CSG Law Alert: Small Business Tax Alert: A New Tax Rule for Venmo Users Goes Into Effect for 2024 Tax Filings

As more and more people turn to mobile payment apps like Venmo, PayPal, or CashApp to handle their day-to-day financial transactions, the question of whether these apps are suitable for business purposes has become more pressing. While Venmo and other platforms can be a convenient way for small businesses to accept payments, it is important to understand the potential tax consequences of using these platforms for business transactions.
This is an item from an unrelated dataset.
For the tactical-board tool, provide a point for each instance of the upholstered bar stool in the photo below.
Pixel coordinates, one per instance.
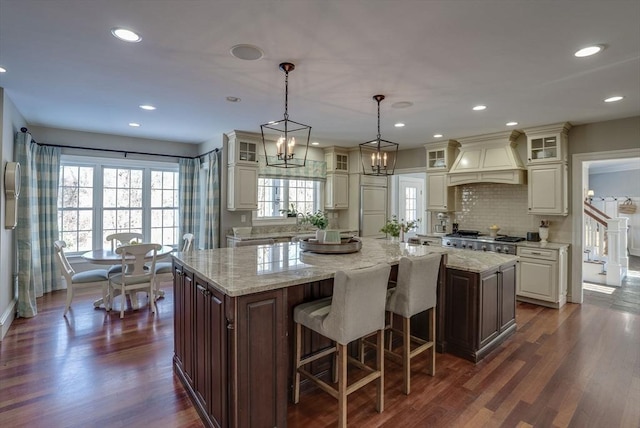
(356, 310)
(415, 292)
For now, the IRS has issued a temporary tax reprieve for anyone who received payments for their goods and services through these mobile payment apps. Specifically, for the 2022 tax year, Venmo has only issued Form 1099-K to business profile owners and individuals who received more than $20,000 in payments for the sale of goods and services and engaged in more than 200 transactions during a single calendar year.1 Beginning with the 2023 tax year, the threshold will be lowered from $20,000 per year to $600 per year for business transactions. Businesses who regularly use these mobile payment apps for business transactions may be subject to additional tax reporting requirements and tax liabilities.

Small business owners be aware that if you collected $600 or more for the sale of goods and services through a payment services company in the 2023 tax year without first providing your tax information on the required IRS Form,2 platforms like Venmo are required to withhold 24% of each payment and remit it to the IRS for backup withholding.3 All payments made to Venmo business profiles are automatically flagged as purchases, deemed to be payments for the sale of goods and services, and taxed accordingly. To avoid the withholding of their earnings, small business owners must complete Form 1099-K at the beginning of the tax season and send a copy to the payment processor.

Another potential tax liability that may result from the use of these mobile payment apps, is the underreporting of income. If a business fails to report all of its income earned through Venmo and similar platforms on its tax return, it could face penalties and interest on any taxes owed. To avoid such liabilities, small businesses should keep accurate records of all transactions and income earned through mobile payment apps. This includes maintaining detailed records of each transaction, including the date, amount, and purpose of the payment. Businesses should also keep copies of all receipts and invoices related to Venmo transactions to support their income as reported on their tax returns. As stated above, small businesses should also be proactive in completing the required forms at the beginning of the tax year. For individuals who continue to use Venmo for personal transactions, the tax implications remain relatively unchanged and straightforward. Because individual Venmo transactions are treated as cash payments, they are not subject to any specific reporting requirements.

To find out whether these new reporting requirements and tax liabilities will result in a higher tax bill for your small business, it is recommended that you consult with your accountant or attorney at CSG Law.

1 Vermont, Massachusetts, Virginia, and Maryland have a lower threshold, requiring only $600 in gross payment for the sale of goods or services in a single calendar year irrespective of the number of transactions.

2 The most common form is IRS Form W-9, but foreign businesses must provide one of the W-8 Forms.

3 The rate is the fourth lowest rate imposed on unmarried individuals under Section 1(c) of the Tax Code, which is presently 24%.